Since I keep hinting that I want to see a certain answer, perhaps I had better just post it.
The OP has shown that for every $\lambda \in \mathbb{R}$, the $\lambda$-eigenspace $E_{\lambda}(T)$ is an $S$-invariant subspace: $S E_{\lambda}(T) \subset E_{\lambda}(T)$. (This holds vacuously if $\lambda$ is not an eigenvector for $T$. Henceforth let's assume it is.) Thus we may consider the restriction of $S$ to $E_{\lambda}(T)$, and if we can show that this transformation has an eigenvector, it is both an eigenvector for $T$ and $S$.
Note that if the scalar field were algebraically closed (e.g. $\mathbb{C}$), then we would automatically have an eigenvector. But since the given scalar field, $\mathbb{R}$, is not algebraically closed, this is not automatic: over any non-algebraically closed field $K$, there are linear transformations of $K^n$ (with $0 < n < \infty)$ without eigenvectors.
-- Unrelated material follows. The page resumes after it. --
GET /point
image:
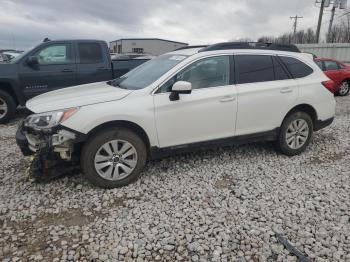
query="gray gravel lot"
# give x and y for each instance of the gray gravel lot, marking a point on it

In fact the OP's assertion works over any scalar field $K$ whatsoever.
The key is the following claim:
If $S: K^n \rightarrow K^n$ is a diagonalizable linear transformation and $W \subset K^n$ is an $S$-invariant subspace, then the restriction of $S$ to $W$ is diagonalizable.
For this I will use the following useful characterization of diagonalizable transformations.
Diagonalizability Theorem: A linear transformation $S: K^n \rightarrow K^n$ is diagonalizable iff its minimal polynomial is squarefree and split, i.e., factors as a product of distinct linear factors.
For a proof, see e.g. Theorem 4.14 of these notes.
Now it is clear that the minimal polynomial of the restriction of $S$ to an invariant subspace divides the minimal polynomial of $S$ and that a monic polynomial which divides a squarefree split polynomial is itself squarefree and split. So applying the Diagonalizability Theorem in one direction and then the other, we see that $S|_W$ is diagonalizable.
This completes the answer to the OP's question. But actually it proves something much stronger: since each eigenspace for $T$ decomposes as a direct sum of simultaneous eigenspace for both $S$ and $T$, in fact all of $K^n$, being a direct sum of these spaces, also decomposes as a direct sum of simultaneous eigenspaces for $S$ and $T$. Taking a basis of simultaneous eigenvectors diagonalizes both $S$ and $T$, so we've shown:
Theorem: Let $S$ and $T$ be commuting diagonalizable linear transformations on a finite-dimensional $K$-vector space (over any field $K$). Then $S$ and $T$ are simultaneously diagonalizable: there is an invertible linear transformation $P$ such that $P S P^{-1}$ and $P T P^{-1}$ are both diagonal.
Finally, recall that a linear transformation is semisimple if every invariant subspace has an invariant complement. The following result shows that this is a "nonsplit version of diagonalizability".
Semisimplicity Theorem: A linear transformation $S: K^n \rightarrow K^n$ is semisimple iff its minimal polynomial is squarefree, i.e., factors as a product of distinct (but not necessarily linear) factors.
This is also part of Theorem 4.14 of these notes.
From this result we can prove (in exactly the same way) the cousin of the first boxed result:
If $S: K^n \rightarrow K^n$ is a semisimple linear transformation and $W \subset K^n$ is an $S$-invariant subspace, then the restriction of $S$ to $W$ is semisimple.
In contrast to the first result, I don't see how to prove this using the characteristic polynomial. And in fact, the argument using the characteristic polynomial shows that the restriction of $S$ to any invariant subspace has an eigenvalue: it does not (directly) show that it is diagonalizable. (In particular, recall that you cannot always tell whether a transformation is diagonalizable just by looking at its characteristic polynomial. So in this sense the minimal polynomial is a "better invariant".) So I think that I have now explained why I prefer this approach.